The family of the future should model itself on Asian values, the Home Secretary said last night as he outlined his vision for creating stronger families in the 21st century.

White people had a lot to learn from the strengths in ethnic communities, Jack Straw told the Institute for Public Policy Research in his capacity as chair of the Ministerial Group on the Family.

It was important for older generations to nurture the new as well as each new generation taking responsibility for looking after the previous one in a strong "inter-generational contract" which would strengthen family life and society, he said.

"In Britain, one in eight older white people live with an adult child while two-thirds of Asian elders do. In this way, ethnic communities can enrich our sense of how the inter-generational contract can work," he said.

Academics and the Commission for Racial Equality welcomed the positive family role model put forward by the Home Secretary.

A spokesman for the commission said: "For 50 years, we have been hearing how people who come to Britain can learn from those already here.

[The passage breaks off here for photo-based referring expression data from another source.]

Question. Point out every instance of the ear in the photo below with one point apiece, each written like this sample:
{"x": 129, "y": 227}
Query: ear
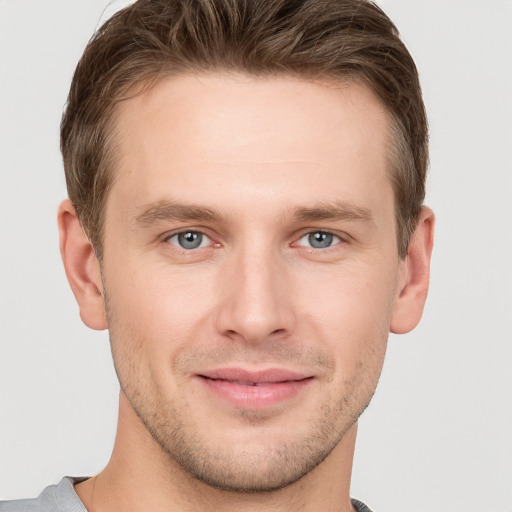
{"x": 82, "y": 267}
{"x": 414, "y": 276}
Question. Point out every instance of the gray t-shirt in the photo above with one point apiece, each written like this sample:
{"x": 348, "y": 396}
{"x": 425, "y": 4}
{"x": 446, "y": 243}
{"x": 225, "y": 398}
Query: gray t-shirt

This is an illustration of the opposite and while we would not want to say one family structure is better than another, his comments are a symbol of valuing the racial diversity in Britain we now have."

Tariq Modood, director of the Centre for the Study of Ethnicity and Citizenship at Bristol University, who has conducted research on ethnic groups in Britain, said that although it was becoming slightly less likely that Asian people born in Britain would have their elderly parents living with them, second or third generation British-born Asians still cited their family and parents as the main reason for any success they had in life, rather than personal motivation.

"A lot of Asian people would be pleased to hear this and think that white citizens and neighbours could learn something about the way they make relationships work," Professor Modood said. "Of course, there are downsides about elderly relatives living with you, such as loss of some personal freedoms," he said.

The Home Secretary also said that new technology would strengthen scattered families by enabling "virtual grannies" to keep in contact with their children and grandchildren by video phones and the internet.

Research shows that more than half of the 18 to 24 age group use the worldwide web and electronic mail compared with 5 per cent or less of those over 65. "It is true that there is at present a generational imbalance in acceptance of new technology. But I don't believe this will last. It is the government's aim to give everyone internet access by 2005," Mr Straw said.

"When lifelong learning is extended through these technologies it will further transform the lives and involvement of the elderly," he said.

Matthew Taylor, a director of the institute, said it was important to get older people engaged with new technology.